Rapporti con le imprese e fac-simile di contratto di collaborazione professionale per un fundraiser

imagesIeri fa Nadia mi ha scritto quest’email:

“sono Nadia , Fund Raiser JR (2 anni di esperienza in cooperative e piccole associazioni) socia Assif, ho seguito con grande interesse la tua testimonianza al Festival del Fund Raising di quest’anno e ti devo ringraziare per le ottime informazioni e le valide dritte su come iniziare l’attività di Fund Raiser professionista.

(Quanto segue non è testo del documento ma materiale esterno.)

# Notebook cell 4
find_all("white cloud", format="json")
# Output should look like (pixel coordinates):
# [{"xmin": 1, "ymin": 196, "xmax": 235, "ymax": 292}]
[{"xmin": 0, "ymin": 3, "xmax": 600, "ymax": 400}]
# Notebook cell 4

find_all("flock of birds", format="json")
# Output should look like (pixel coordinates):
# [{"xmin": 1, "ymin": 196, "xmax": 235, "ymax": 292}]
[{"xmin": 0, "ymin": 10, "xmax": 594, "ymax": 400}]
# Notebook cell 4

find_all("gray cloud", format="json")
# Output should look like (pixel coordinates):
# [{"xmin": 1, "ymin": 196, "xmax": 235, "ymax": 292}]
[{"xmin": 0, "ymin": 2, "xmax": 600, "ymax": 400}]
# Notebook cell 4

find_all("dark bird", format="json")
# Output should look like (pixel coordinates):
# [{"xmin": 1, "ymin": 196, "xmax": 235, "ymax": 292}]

Dopo il Festival sono tornata a casa con tanto entusiasmo e ho messo da parte ogni dubbio sul fatto di aprire o meno partita IVA come FR, e il 2 maggio l’ho fatto! Ho seguito le tue indicazioni su come farmi conoscere: passaparola, mailing, siti internet … Da questa attività promozionale della mia figura di FR ne è uscita una proposta di collaborazione di una fondazione.

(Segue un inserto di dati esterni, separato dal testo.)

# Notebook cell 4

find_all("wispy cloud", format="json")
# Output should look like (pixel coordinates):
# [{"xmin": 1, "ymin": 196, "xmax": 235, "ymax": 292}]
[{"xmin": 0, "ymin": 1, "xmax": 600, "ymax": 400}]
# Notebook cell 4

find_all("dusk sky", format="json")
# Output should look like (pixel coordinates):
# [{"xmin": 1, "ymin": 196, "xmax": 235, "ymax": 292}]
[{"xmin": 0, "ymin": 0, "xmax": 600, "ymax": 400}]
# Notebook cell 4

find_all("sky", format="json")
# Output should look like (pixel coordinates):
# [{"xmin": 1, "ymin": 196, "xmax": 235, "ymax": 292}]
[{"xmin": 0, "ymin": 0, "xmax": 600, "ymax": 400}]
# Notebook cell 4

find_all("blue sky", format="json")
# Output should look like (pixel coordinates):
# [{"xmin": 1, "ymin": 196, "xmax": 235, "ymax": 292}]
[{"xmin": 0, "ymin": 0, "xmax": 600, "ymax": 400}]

Contemporaneamente ho altre proposte in attesa di conferma, di associazioni con finalità completamente diverse tra loro ma tutte più o meno sullo stesso territorio.

Quello che ti vorrei chiedere, vista la tua disponibilità ed esperienza di FR con la valigia, come si fa a non entrare in conflitto di interessi, nel caso in cui presenti i progetti nelle aziende?

Cioè le aziende non si “insospettiranno” nel vedermi con più progetti di diverse organizzazioni?

Sicuramente farò una selezione delle aziende, ma non è che ce ne siano un’infinità!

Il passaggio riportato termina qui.